You are assuming that the molecule is vibrating with an anharmonic potential, such as a Morse potential. The energy levels are given by $E_n= \omega_e(n+1/2) - x_e\omega_e(n+1/2)^2$ (in wavenumber units) with quantum number $ n = 0, 1, ...~$, and $\omega_e$ the frequency and $x_e$ is the dimensionless anharmonicity.
In addition to the vibrational energy there is rotational energy whose levels are $E_J =B_eJ(J+1)$ for rotational constant $B_e$ (in wavenumbers) and quantum number $J=0, 1, 2,...$ and ignoring centrifugal distortion. You will also have to use different $B_e$ values for the $n=0$ and $n=1$ vibrational levels since the bond length is slightly different between (anharmonic) vibrational levels.
You know that the rotational-vibrational levels appear in groups O, P, Q, R, S in increasing frequency and that Raman has O, Q & S bands only.
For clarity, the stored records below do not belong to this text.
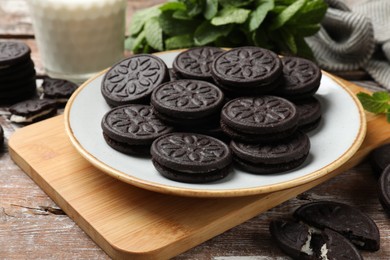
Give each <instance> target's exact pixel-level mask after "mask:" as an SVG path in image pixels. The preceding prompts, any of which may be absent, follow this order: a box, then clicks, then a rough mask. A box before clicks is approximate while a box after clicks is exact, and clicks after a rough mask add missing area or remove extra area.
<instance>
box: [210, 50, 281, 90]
mask: <svg viewBox="0 0 390 260" xmlns="http://www.w3.org/2000/svg"><path fill="white" fill-rule="evenodd" d="M281 73H282V63H281V61H280V58H279V57H278V55H276V54H275V53H274V52H272V51H270V50H266V49H263V48H259V47H240V48H235V49H231V50H229V51H226V52H224V53H222V54H220V55H219V56H217V57H216V58H215V59H214V61H213V63H212V66H211V74H212V76H213V78H214V80H215V82H217V83H218V85H222V86H223V87H224V88H227V89H229V90H232V91H235V90H238V91H239V90H240V89H245V88H250V89H251V90H254V89H255V90H256V92H257V93H263V94H266V93H269V92H270V91H271V90H273V89H274V88H275V87H276V86H277V84H273V83H274V82H275V81H276V80H277V79H278V78H279V76H280V75H281Z"/></svg>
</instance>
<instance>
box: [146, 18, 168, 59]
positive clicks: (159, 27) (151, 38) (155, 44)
mask: <svg viewBox="0 0 390 260" xmlns="http://www.w3.org/2000/svg"><path fill="white" fill-rule="evenodd" d="M162 33H163V31H162V29H161V26H160V23H159V22H158V19H157V17H154V18H152V19H150V20H148V21H147V22H146V23H145V37H146V41H147V42H148V44H149V45H150V46H151V47H152V48H153V49H156V50H159V51H162V50H163V49H164V46H163V34H162Z"/></svg>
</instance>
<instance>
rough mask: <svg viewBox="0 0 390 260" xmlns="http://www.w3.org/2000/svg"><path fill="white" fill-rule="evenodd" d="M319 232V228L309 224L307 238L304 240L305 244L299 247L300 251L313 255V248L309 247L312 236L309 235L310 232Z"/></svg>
mask: <svg viewBox="0 0 390 260" xmlns="http://www.w3.org/2000/svg"><path fill="white" fill-rule="evenodd" d="M320 233H321V230H319V229H317V228H315V227H310V226H309V230H308V235H307V240H306V242H305V244H304V245H303V246H302V247H301V252H303V253H305V254H308V255H313V254H314V252H313V249H312V248H311V247H310V243H311V237H312V236H311V235H312V234H320Z"/></svg>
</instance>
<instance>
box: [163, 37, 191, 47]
mask: <svg viewBox="0 0 390 260" xmlns="http://www.w3.org/2000/svg"><path fill="white" fill-rule="evenodd" d="M192 46H194V40H193V35H192V34H183V35H178V36H173V37H170V38H168V39H166V40H165V47H166V49H167V50H174V49H182V48H190V47H192Z"/></svg>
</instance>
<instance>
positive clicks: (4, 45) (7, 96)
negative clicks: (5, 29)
mask: <svg viewBox="0 0 390 260" xmlns="http://www.w3.org/2000/svg"><path fill="white" fill-rule="evenodd" d="M30 53H31V50H30V48H29V47H28V46H27V45H26V44H24V43H22V42H15V41H4V42H0V103H1V104H13V103H16V102H19V101H21V100H25V99H28V98H30V97H32V96H33V95H35V94H36V83H35V77H36V73H35V69H34V63H33V61H32V60H31V57H30Z"/></svg>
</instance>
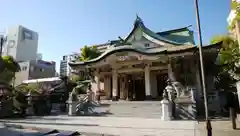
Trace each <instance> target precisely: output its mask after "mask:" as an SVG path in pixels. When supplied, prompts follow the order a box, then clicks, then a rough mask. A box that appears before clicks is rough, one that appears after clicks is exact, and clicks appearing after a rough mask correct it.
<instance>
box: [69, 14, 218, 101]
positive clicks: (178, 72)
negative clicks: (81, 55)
mask: <svg viewBox="0 0 240 136" xmlns="http://www.w3.org/2000/svg"><path fill="white" fill-rule="evenodd" d="M189 27H190V26H187V27H183V28H178V29H173V30H168V31H162V32H154V31H152V30H150V29H149V28H147V27H146V26H145V24H144V23H143V21H142V19H141V18H139V17H137V18H136V20H135V21H134V24H133V28H132V30H131V32H130V33H129V34H128V35H127V36H126V37H125V38H120V37H119V40H113V41H110V42H108V43H106V44H101V45H97V48H98V50H99V51H100V52H101V55H100V56H98V57H97V58H94V59H92V60H88V61H81V62H80V61H79V62H70V63H69V65H70V67H71V68H72V69H73V70H77V71H81V70H82V71H85V70H86V69H89V68H91V69H92V70H94V77H95V78H94V79H95V80H94V81H93V82H92V91H93V92H94V96H97V95H99V94H104V95H101V99H108V100H136V101H144V100H160V99H161V98H162V93H163V90H164V89H165V88H166V86H167V81H171V82H178V83H179V84H178V85H175V86H174V87H175V88H176V90H180V91H188V90H189V89H195V90H196V91H197V92H198V93H197V94H199V95H200V94H201V86H200V84H201V82H200V81H201V80H200V70H199V53H198V47H197V45H195V42H194V33H193V31H192V30H190V29H189ZM116 37H117V36H116ZM220 46H221V43H217V44H213V45H205V46H203V56H204V65H205V69H206V73H205V74H206V82H207V89H208V90H211V89H213V75H212V74H211V72H209V71H210V70H211V68H212V67H213V64H214V63H215V60H216V58H217V55H218V51H219V48H220ZM100 91H101V93H100ZM177 93H179V91H177ZM176 95H180V94H176ZM95 98H96V97H95Z"/></svg>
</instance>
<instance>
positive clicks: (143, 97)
mask: <svg viewBox="0 0 240 136" xmlns="http://www.w3.org/2000/svg"><path fill="white" fill-rule="evenodd" d="M127 87H128V100H134V101H143V100H145V97H146V96H145V80H144V76H143V74H132V75H128V76H127Z"/></svg>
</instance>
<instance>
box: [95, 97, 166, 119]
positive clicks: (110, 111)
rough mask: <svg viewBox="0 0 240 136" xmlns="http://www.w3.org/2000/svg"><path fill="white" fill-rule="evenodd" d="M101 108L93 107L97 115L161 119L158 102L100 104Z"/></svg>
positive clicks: (104, 102)
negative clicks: (155, 118) (142, 117)
mask: <svg viewBox="0 0 240 136" xmlns="http://www.w3.org/2000/svg"><path fill="white" fill-rule="evenodd" d="M101 105H102V106H98V107H94V111H95V112H97V113H103V112H108V113H110V114H108V115H107V116H111V117H144V118H161V115H162V110H161V103H160V101H152V102H149V101H146V102H144V101H143V102H135V101H133V102H131V101H130V102H129V101H128V102H125V101H123V102H121V101H118V102H102V104H101Z"/></svg>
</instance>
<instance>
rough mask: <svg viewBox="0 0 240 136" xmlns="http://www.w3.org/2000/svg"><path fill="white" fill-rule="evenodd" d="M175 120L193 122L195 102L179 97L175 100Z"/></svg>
mask: <svg viewBox="0 0 240 136" xmlns="http://www.w3.org/2000/svg"><path fill="white" fill-rule="evenodd" d="M175 105H176V111H175V117H176V119H186V120H189V119H190V120H195V119H196V102H195V101H194V100H192V98H191V97H187V96H180V97H178V98H177V99H176V100H175Z"/></svg>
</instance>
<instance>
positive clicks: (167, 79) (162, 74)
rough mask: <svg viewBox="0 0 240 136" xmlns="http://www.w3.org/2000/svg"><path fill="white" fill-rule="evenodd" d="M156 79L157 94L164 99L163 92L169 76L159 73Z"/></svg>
mask: <svg viewBox="0 0 240 136" xmlns="http://www.w3.org/2000/svg"><path fill="white" fill-rule="evenodd" d="M156 78H157V93H158V96H159V97H162V96H163V91H164V89H165V88H166V86H167V80H168V74H167V73H159V74H157V76H156Z"/></svg>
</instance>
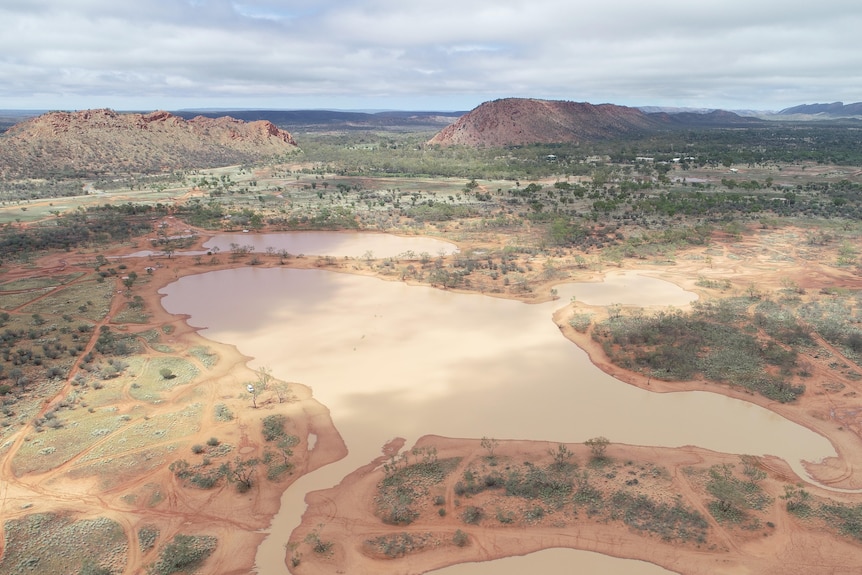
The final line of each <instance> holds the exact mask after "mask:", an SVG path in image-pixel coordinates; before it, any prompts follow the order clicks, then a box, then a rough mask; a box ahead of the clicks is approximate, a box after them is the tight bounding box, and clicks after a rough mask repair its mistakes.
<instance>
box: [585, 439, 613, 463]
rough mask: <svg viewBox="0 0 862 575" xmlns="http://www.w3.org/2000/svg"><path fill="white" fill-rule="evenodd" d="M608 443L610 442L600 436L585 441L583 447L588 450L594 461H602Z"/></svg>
mask: <svg viewBox="0 0 862 575" xmlns="http://www.w3.org/2000/svg"><path fill="white" fill-rule="evenodd" d="M610 443H611V442H610V440H609V439H608V438H607V437H603V436H601V435H600V436H599V437H593V438H592V439H588V440H586V441H585V442H584V445H586V446H587V447H589V448H590V451H591V452H592V454H593V458H594V459H604V458H605V450H606V449H607V448H608V445H610Z"/></svg>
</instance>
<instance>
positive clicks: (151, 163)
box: [0, 110, 298, 177]
mask: <svg viewBox="0 0 862 575" xmlns="http://www.w3.org/2000/svg"><path fill="white" fill-rule="evenodd" d="M297 149H298V148H297V145H296V142H295V141H294V140H293V137H292V136H291V135H290V134H289V133H288V132H286V131H284V130H280V129H279V128H277V127H276V126H275V125H274V124H272V123H271V122H267V121H256V122H243V121H240V120H236V119H234V118H230V117H221V118H205V117H202V116H198V117H196V118H193V119H191V120H188V121H186V120H184V119H182V118H180V117H179V116H174V115H173V114H170V113H168V112H162V111H157V112H152V113H150V114H125V113H118V112H115V111H113V110H83V111H79V112H51V113H48V114H44V115H42V116H39V117H36V118H31V119H29V120H25V121H24V122H21V123H19V124H17V125H15V126H13V127H12V128H10V129H9V131H8V132H6V133H5V134H3V136H2V137H0V175H3V176H6V177H10V176H11V177H45V176H54V175H91V174H111V173H152V172H160V171H166V170H175V169H188V168H203V167H214V166H222V165H230V164H237V163H243V162H250V161H256V160H260V159H263V158H266V157H271V156H278V155H284V154H286V153H291V152H293V151H296V150H297Z"/></svg>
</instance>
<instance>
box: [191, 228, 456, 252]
mask: <svg viewBox="0 0 862 575" xmlns="http://www.w3.org/2000/svg"><path fill="white" fill-rule="evenodd" d="M231 244H238V245H240V246H252V251H255V252H265V251H266V250H267V249H268V248H272V249H274V250H275V251H276V252H278V251H281V250H287V251H288V252H289V253H291V254H293V255H299V254H304V255H307V256H312V255H313V256H340V257H351V258H359V257H364V256H365V255H366V253H367V252H370V253H371V255H372V256H373V257H375V258H391V257H395V256H397V255H400V254H403V253H404V252H407V251H412V252H413V253H414V254H416V255H417V256H418V255H419V254H422V253H423V252H425V253H427V254H429V255H430V256H432V257H434V256H437V255H439V254H440V253H444V254H451V253H454V252H457V251H458V247H457V246H456V245H455V244H452V243H449V242H444V241H442V240H436V239H434V238H426V237H403V236H396V235H392V234H374V233H369V232H325V231H321V232H284V233H278V234H243V233H239V234H217V235H215V236H213V237H212V239H210V240H208V241H207V242H206V243H205V244H204V245H203V247H205V248H207V249H210V250H211V249H214V248H218V249H219V251H221V252H225V253H226V252H229V251H230V249H231Z"/></svg>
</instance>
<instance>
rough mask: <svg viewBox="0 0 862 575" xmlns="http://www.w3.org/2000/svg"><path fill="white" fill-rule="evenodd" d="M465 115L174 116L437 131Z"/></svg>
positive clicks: (373, 112) (307, 112)
mask: <svg viewBox="0 0 862 575" xmlns="http://www.w3.org/2000/svg"><path fill="white" fill-rule="evenodd" d="M465 113H466V112H400V111H387V112H344V111H339V110H180V111H177V112H174V114H176V115H177V116H181V117H183V118H186V119H192V118H194V117H195V116H205V117H207V118H218V117H222V116H230V117H231V118H236V119H238V120H244V121H246V122H253V121H256V120H266V121H269V122H272V123H273V124H276V125H278V126H283V127H286V128H288V129H290V130H293V131H297V130H321V129H341V130H369V129H384V130H386V129H388V130H421V129H427V130H439V129H440V128H442V127H443V126H447V125H449V124H451V123H452V122H454V121H455V120H457V119H458V118H460V117H461V116H462V115H464V114H465Z"/></svg>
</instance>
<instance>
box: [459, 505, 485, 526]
mask: <svg viewBox="0 0 862 575" xmlns="http://www.w3.org/2000/svg"><path fill="white" fill-rule="evenodd" d="M484 513H485V512H484V511H483V510H482V508H481V507H476V506H475V505H471V506H469V507H467V508H466V509H464V511H463V512H462V513H461V521H463V522H464V523H469V524H471V525H476V524H477V523H479V521H481V520H482V517H483V516H484Z"/></svg>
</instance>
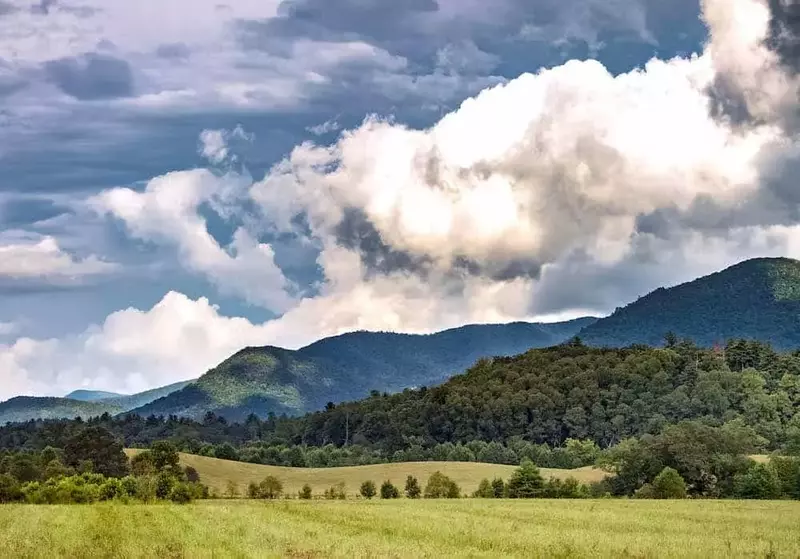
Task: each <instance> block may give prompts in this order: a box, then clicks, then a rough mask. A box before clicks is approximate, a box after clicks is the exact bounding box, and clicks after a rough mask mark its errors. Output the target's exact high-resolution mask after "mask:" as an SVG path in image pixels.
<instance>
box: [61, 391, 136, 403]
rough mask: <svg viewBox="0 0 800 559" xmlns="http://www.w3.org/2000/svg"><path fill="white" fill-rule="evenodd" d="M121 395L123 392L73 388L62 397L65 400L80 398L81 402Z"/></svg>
mask: <svg viewBox="0 0 800 559" xmlns="http://www.w3.org/2000/svg"><path fill="white" fill-rule="evenodd" d="M122 396H124V394H117V393H116V392H103V391H102V390H75V391H73V392H70V393H69V394H67V395H66V396H64V398H66V399H67V400H80V401H81V402H96V401H97V400H107V399H109V398H120V397H122Z"/></svg>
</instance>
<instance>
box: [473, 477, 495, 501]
mask: <svg viewBox="0 0 800 559" xmlns="http://www.w3.org/2000/svg"><path fill="white" fill-rule="evenodd" d="M472 496H473V497H476V498H479V499H493V498H494V489H493V488H492V484H491V482H490V481H489V480H488V479H486V478H483V479H482V480H481V483H480V485H478V489H476V490H475V492H474V493H473V494H472Z"/></svg>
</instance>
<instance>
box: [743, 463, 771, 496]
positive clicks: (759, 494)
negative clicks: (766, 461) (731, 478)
mask: <svg viewBox="0 0 800 559" xmlns="http://www.w3.org/2000/svg"><path fill="white" fill-rule="evenodd" d="M733 488H734V493H735V494H736V496H737V497H740V498H742V499H777V498H778V497H780V494H781V484H780V480H779V479H778V476H777V475H776V474H775V471H774V470H773V469H772V468H770V467H769V466H768V465H767V464H753V465H752V466H750V468H749V469H748V470H747V471H746V472H744V473H742V474H737V475H736V476H735V477H734V480H733Z"/></svg>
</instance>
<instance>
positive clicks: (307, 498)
mask: <svg viewBox="0 0 800 559" xmlns="http://www.w3.org/2000/svg"><path fill="white" fill-rule="evenodd" d="M297 496H298V497H300V498H301V499H306V500H308V499H311V486H310V485H309V484H307V483H306V484H305V485H303V488H302V489H301V490H300V492H299V493H298V494H297Z"/></svg>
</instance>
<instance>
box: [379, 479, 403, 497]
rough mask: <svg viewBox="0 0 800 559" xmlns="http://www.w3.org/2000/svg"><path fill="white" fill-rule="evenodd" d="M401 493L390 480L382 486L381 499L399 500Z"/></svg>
mask: <svg viewBox="0 0 800 559" xmlns="http://www.w3.org/2000/svg"><path fill="white" fill-rule="evenodd" d="M399 496H400V491H399V490H398V489H397V487H395V486H394V485H393V484H392V482H391V481H389V480H388V479H387V480H386V481H384V482H383V483H382V484H381V499H397V498H398V497H399Z"/></svg>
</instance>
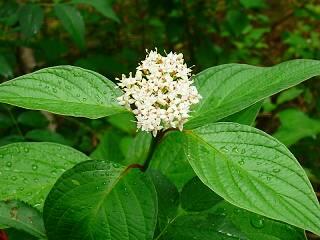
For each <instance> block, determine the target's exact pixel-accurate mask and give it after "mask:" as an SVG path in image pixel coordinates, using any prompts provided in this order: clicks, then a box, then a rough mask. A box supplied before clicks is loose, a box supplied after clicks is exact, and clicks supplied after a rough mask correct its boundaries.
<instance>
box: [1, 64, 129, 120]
mask: <svg viewBox="0 0 320 240" xmlns="http://www.w3.org/2000/svg"><path fill="white" fill-rule="evenodd" d="M120 94H121V91H120V90H119V89H116V85H115V84H114V83H113V82H111V81H110V80H108V79H107V78H105V77H104V76H102V75H100V74H98V73H95V72H92V71H89V70H86V69H83V68H79V67H72V66H58V67H51V68H44V69H42V70H39V71H36V72H33V73H30V74H27V75H23V76H21V77H18V78H15V79H13V80H10V81H7V82H4V83H2V84H0V102H3V103H8V104H11V105H15V106H19V107H24V108H30V109H36V110H45V111H49V112H53V113H57V114H62V115H70V116H76V117H87V118H100V117H105V116H108V115H112V114H115V113H119V112H122V111H125V109H124V108H123V107H121V106H120V105H119V104H118V102H117V100H116V97H117V96H119V95H120Z"/></svg>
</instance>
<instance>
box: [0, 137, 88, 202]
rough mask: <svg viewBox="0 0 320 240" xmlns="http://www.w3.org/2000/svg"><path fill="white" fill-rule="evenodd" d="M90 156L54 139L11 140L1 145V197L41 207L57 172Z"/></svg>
mask: <svg viewBox="0 0 320 240" xmlns="http://www.w3.org/2000/svg"><path fill="white" fill-rule="evenodd" d="M88 159H89V158H88V157H87V156H85V155H84V154H82V153H80V152H78V151H77V150H75V149H72V148H70V147H66V146H63V145H60V144H55V143H13V144H9V145H6V146H3V147H0V176H1V181H0V189H1V191H0V200H11V199H18V200H21V201H25V202H27V203H29V204H31V205H33V206H34V207H37V208H41V206H42V204H43V202H44V199H45V197H46V196H47V194H48V192H49V191H50V189H51V187H52V186H53V184H54V183H55V182H56V180H57V179H58V178H59V176H60V175H61V174H62V173H63V172H64V171H66V170H67V169H69V168H71V167H72V166H74V165H75V164H77V163H79V162H81V161H85V160H88Z"/></svg>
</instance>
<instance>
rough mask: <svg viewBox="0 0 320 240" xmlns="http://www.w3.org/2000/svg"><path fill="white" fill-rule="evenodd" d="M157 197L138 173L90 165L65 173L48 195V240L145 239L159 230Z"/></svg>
mask: <svg viewBox="0 0 320 240" xmlns="http://www.w3.org/2000/svg"><path fill="white" fill-rule="evenodd" d="M156 217H157V195H156V191H155V188H154V186H153V183H152V181H151V179H150V178H149V177H148V176H147V175H145V174H144V173H142V172H141V171H140V170H138V169H131V168H126V167H122V166H120V165H116V164H115V163H111V162H104V161H87V162H84V163H81V164H79V165H77V166H75V167H74V168H72V169H71V170H69V171H67V172H66V173H64V174H63V175H62V177H61V178H60V179H59V180H58V181H57V183H56V184H55V186H54V187H53V189H52V190H51V192H50V193H49V195H48V198H47V200H46V202H45V207H44V222H45V227H46V230H47V235H48V237H49V239H51V240H55V239H57V240H58V239H59V240H60V239H73V240H77V239H79V240H80V239H81V240H82V239H86V240H94V239H114V240H116V239H119V240H125V239H139V240H140V239H141V240H142V239H145V240H150V239H152V237H153V232H154V229H155V225H156Z"/></svg>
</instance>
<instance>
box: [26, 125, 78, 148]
mask: <svg viewBox="0 0 320 240" xmlns="http://www.w3.org/2000/svg"><path fill="white" fill-rule="evenodd" d="M25 138H26V139H27V140H28V141H30V142H54V143H60V144H63V145H69V146H71V145H72V143H71V142H70V141H68V140H67V139H65V137H64V136H63V135H61V134H60V133H56V132H52V131H50V130H47V129H33V130H31V131H28V132H27V133H26V135H25Z"/></svg>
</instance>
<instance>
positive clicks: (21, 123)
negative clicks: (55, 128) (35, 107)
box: [17, 111, 49, 128]
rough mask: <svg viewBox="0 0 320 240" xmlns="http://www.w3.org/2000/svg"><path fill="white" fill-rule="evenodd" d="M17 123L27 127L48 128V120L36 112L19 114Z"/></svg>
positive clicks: (29, 111)
mask: <svg viewBox="0 0 320 240" xmlns="http://www.w3.org/2000/svg"><path fill="white" fill-rule="evenodd" d="M17 121H18V123H21V124H23V125H25V126H28V127H33V128H43V127H46V126H48V123H49V121H48V119H47V118H46V117H45V116H44V114H42V112H38V111H25V112H23V113H21V114H20V115H19V117H18V119H17Z"/></svg>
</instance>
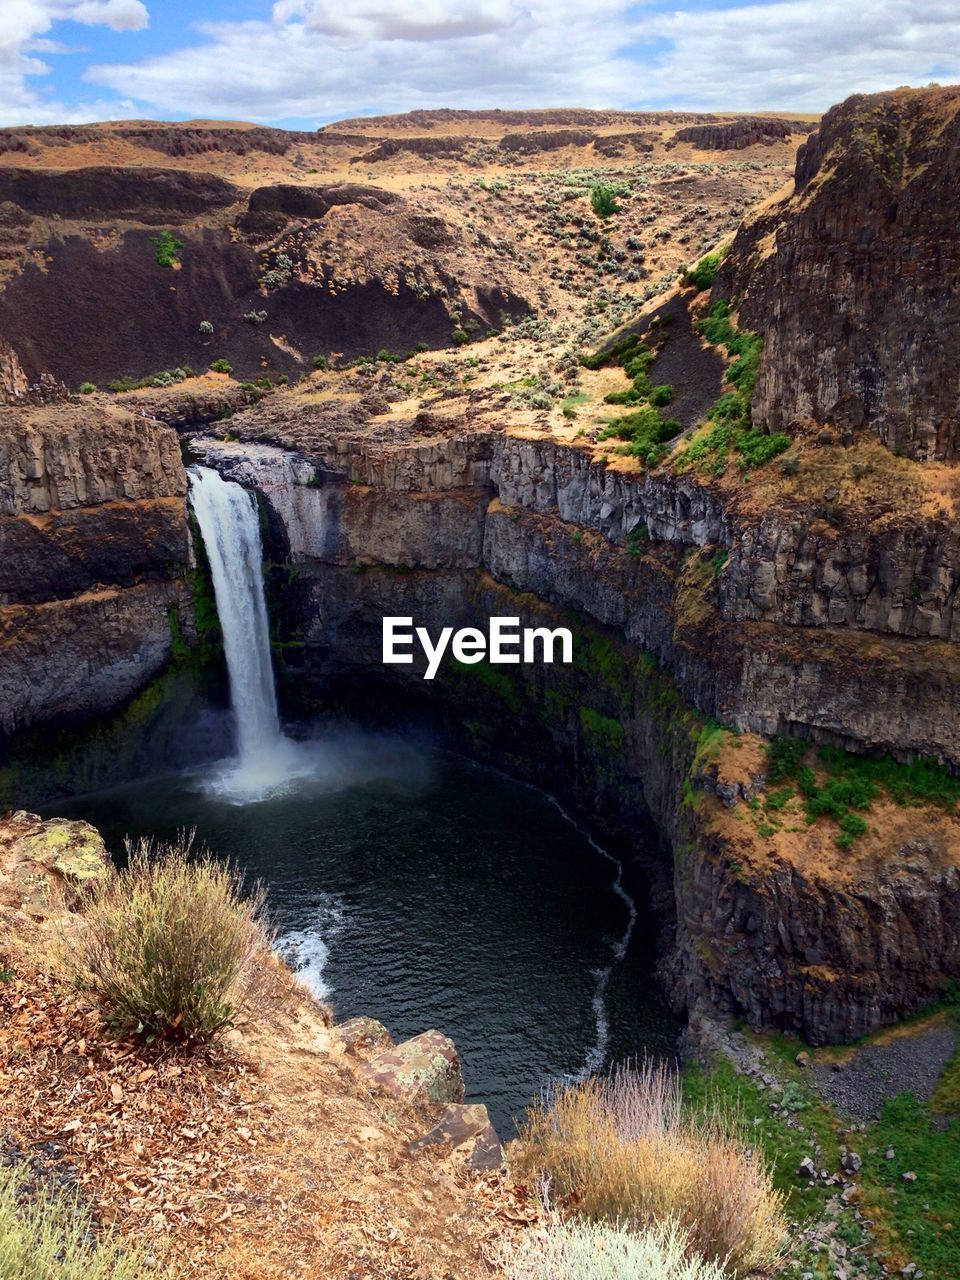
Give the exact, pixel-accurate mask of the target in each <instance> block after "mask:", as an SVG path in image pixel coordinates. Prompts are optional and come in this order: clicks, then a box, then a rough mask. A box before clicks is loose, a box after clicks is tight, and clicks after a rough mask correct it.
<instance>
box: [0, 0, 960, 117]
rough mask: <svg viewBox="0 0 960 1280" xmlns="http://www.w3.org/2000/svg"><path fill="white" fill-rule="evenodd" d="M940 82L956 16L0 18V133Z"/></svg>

In the Q band $\Delta J = 0$ between vibrational levels n to $n+1$ and is $-2$ and $+2$ for O & S branches respectively. The Raman selection rules are $\Delta n = \pm 1$ and $\Delta J = 0, \pm 2 $.
If you look at a rotation-vibration energy level diagram for IR transitions you should by adapting this be able to work out your values for your Raman transitions.
There is a figure showing energy levels at
https://en.wikipedia.org/wiki/Rotational%E2%80%93vibrational_spectroscopy
The Q band transition ($\Delta n =0, \Delta J =0$) in your notation is $\omega_0 = \omega_e - 2x_e \omega _e $ and the other branches calculated similarly with $\Delta J = \pm 2$ as appropriate.